Note that this list is incomplete.

| Photo | Manufacturer | Model | Fleet number(s) | Year | Notes |
|  | Chevrolet | 3500 | 2xx 4xx | unknown | Full fleet number range unknown. |
|  | Ford | E-350 |
|  | Gillig | Low Floor 40' | 940-941 | 2008 | 940 and 941 has been retired. |
| 942-949 | 2009 | 948 has been retired. |
| 950-962 | 2010-2013 | 950 and 954 have been retired |
| 963-971 | 2017 |  |
| 972-973 | 2019 |  |
| 4211-4213 | 2021 |  |
| 4221-4223 | 2022 |  |
| Low Floor 35' | 5221-5223 | 2022 |  |
|  | Proterra | Catalyst BE40 | 990-991 | 2020 | First electric buses in the state of Vermont.
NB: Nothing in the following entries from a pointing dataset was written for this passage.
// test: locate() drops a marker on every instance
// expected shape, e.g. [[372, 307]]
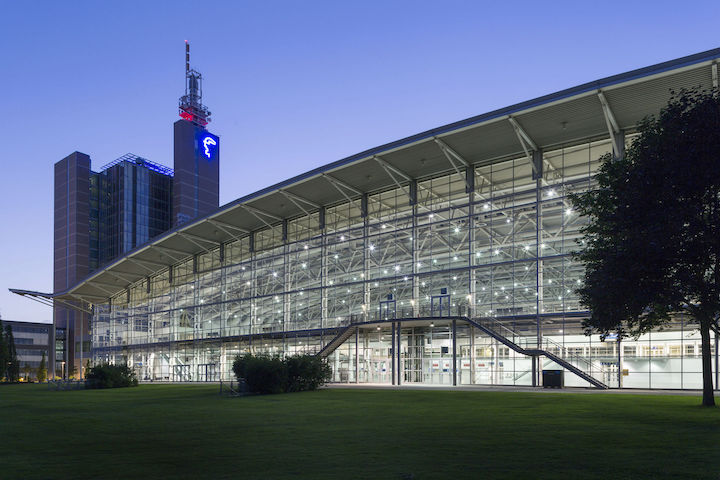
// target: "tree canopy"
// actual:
[[653, 238]]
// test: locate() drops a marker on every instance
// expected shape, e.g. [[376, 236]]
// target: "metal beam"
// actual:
[[217, 223], [528, 145], [199, 238], [392, 171], [340, 183], [522, 134], [256, 214], [384, 163], [447, 148], [151, 262], [133, 261], [611, 122], [120, 276], [292, 196], [449, 154]]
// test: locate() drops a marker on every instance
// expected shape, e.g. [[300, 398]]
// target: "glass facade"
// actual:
[[130, 203], [386, 282]]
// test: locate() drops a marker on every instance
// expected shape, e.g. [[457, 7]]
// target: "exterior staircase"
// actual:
[[488, 326]]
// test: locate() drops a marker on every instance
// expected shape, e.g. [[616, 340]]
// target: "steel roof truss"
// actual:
[[449, 154], [610, 121], [133, 261], [170, 251], [392, 171], [199, 239], [257, 215], [220, 226], [526, 143]]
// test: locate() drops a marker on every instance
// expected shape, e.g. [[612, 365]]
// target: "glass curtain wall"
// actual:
[[492, 244]]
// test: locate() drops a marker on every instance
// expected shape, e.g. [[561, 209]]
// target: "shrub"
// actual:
[[266, 374], [105, 375], [306, 372]]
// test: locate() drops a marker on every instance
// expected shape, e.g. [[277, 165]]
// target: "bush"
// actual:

More buses expected to be bought in 2021–2022. |
|  | New Flyer | Xcelsior XD40 | 4231-4236 4241-4245 | 2023 2024 | 2024 buses are electric. |

== Facilities ==
GMT's Downtown Transit Center is located in downtown Burlington on Saint Paul Street, between Pearl and Cherry Streets, with adjoining space along Pearl Street. The commuter and express routes (86, 96) generally operate from adjacent bus stops located on Pearl Street. GMT also has a transit center in Montpelier.